Nel processo sulla trattativa si affronta anche l'omicidio dell'europarlamentare Dc Salvo Lima, ucciso a Mondello il 12 marzo 1992. Ecco perché la competenza è della Corte di Assise. «Lima e Ignazio Salvo (l'ex esattore assassinato a Santa Flavia il 17 settembre 1992, ndr) - spiega Di Matteo, "uomo d'onore" della cosca di Altofonte dal 1978 e autore confesso di vari omicidi - sono stato uccisi perché non avevano rispettato i patti con Cosa nostra. I patti tra i politici e Totò Riina. Non si erano interessati del maxiprocesso e allora sono stati uccisi. Salvo e Lima si dovevano adoperare per non fare condannare i mafiosi imputati. La decisione fu presa da Riina. Era lui il capo della "cupola" di Cosa nostra. Sia per Ignazio Salvo che per Lima la decisione fu la stessa.
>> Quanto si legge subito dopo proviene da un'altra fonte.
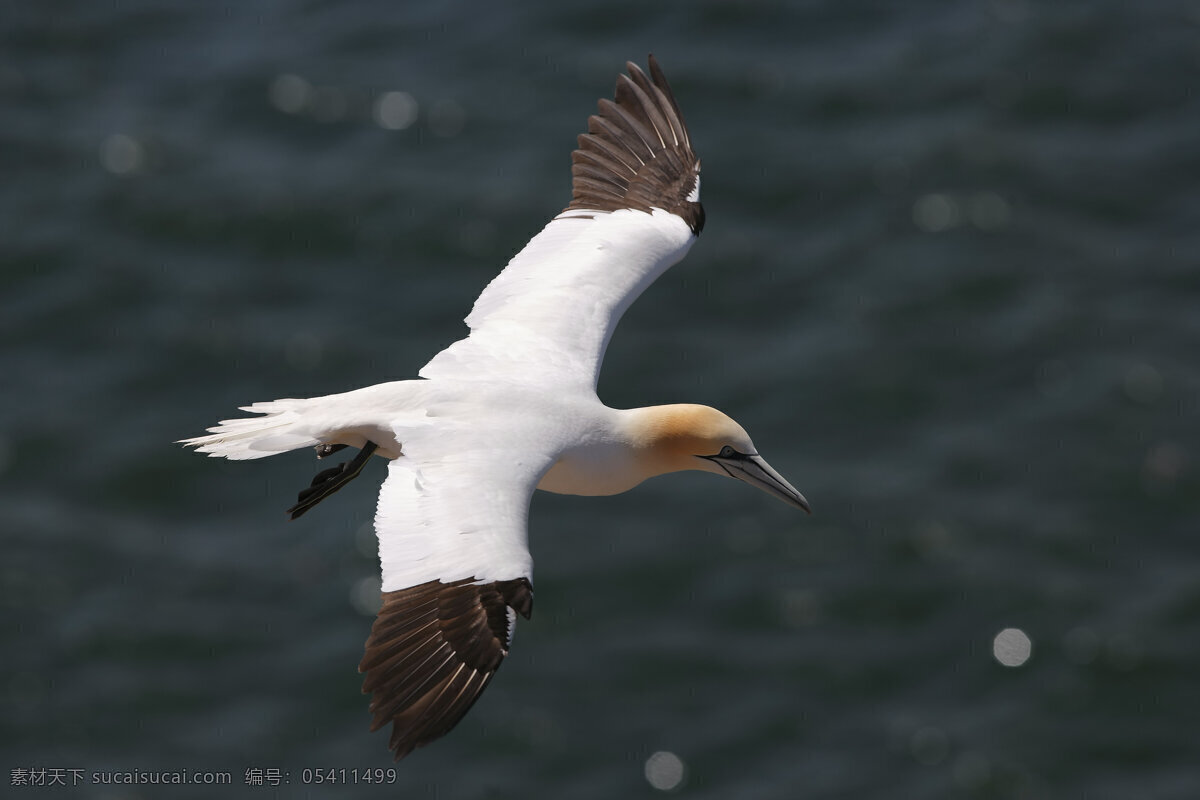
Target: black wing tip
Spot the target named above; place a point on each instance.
(641, 131)
(432, 651)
Dovevano morire».
Di Matteo ricorda che durante i preparativi della strage di Capaci, aveva più volte espresso dei dubbi: «Anche noi capivamo che era tutto sbagliato. Non c'era bisogno di fare morire tante persone. Erano tutti impiegati dello Stato che sono saltati in aria. Ma per quale scopo? Riina, se ce l'avevi con Falcone, perché uccidere tutte quelle persone? Alla fine non si è concluso niente, alla fine ci ha rovinato a tutti. Fare tutto questo chiasso. Non sono atti mafiosi, sono atti terroristici. La mafia non si sarebbe mai permessa di fare un atto così. Sono morti pure bambini e donne incinte e parlo pure di mio figlio».
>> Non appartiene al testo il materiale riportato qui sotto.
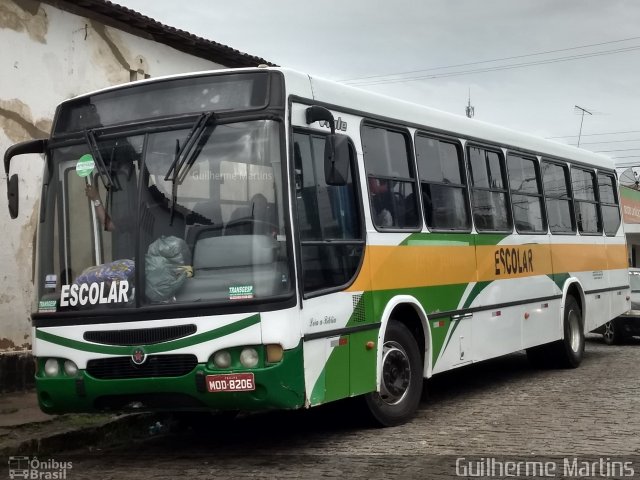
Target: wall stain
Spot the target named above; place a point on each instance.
(17, 122)
(25, 16)
(116, 51)
(4, 298)
(6, 344)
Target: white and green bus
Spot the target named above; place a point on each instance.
(260, 239)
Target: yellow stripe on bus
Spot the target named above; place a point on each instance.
(396, 267)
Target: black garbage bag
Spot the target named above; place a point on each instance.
(166, 268)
«Tra la strage di Capaci e quella di via D'Amelio - continua Di Matteo rispondendo alle domande dei pm - Giovanni Brusca si incontrò con Giuseppe Graviano (il boss del quartiere palermitano di Brancaccio, ndr) diverse volte a casa mia ad Altofonte. Inoltre, una volta venne Antonino Gioé ("uomo d'onore" di Altofonte coinvolto nell'"attentatuni" di Capaci e suicida nel carcere romano di Rebibbia il 29 luglio 1992, ndr) a prendersi dei telecomandi. Mi disse che glielo aveva detto Brusca di venire. Erano per Graviano».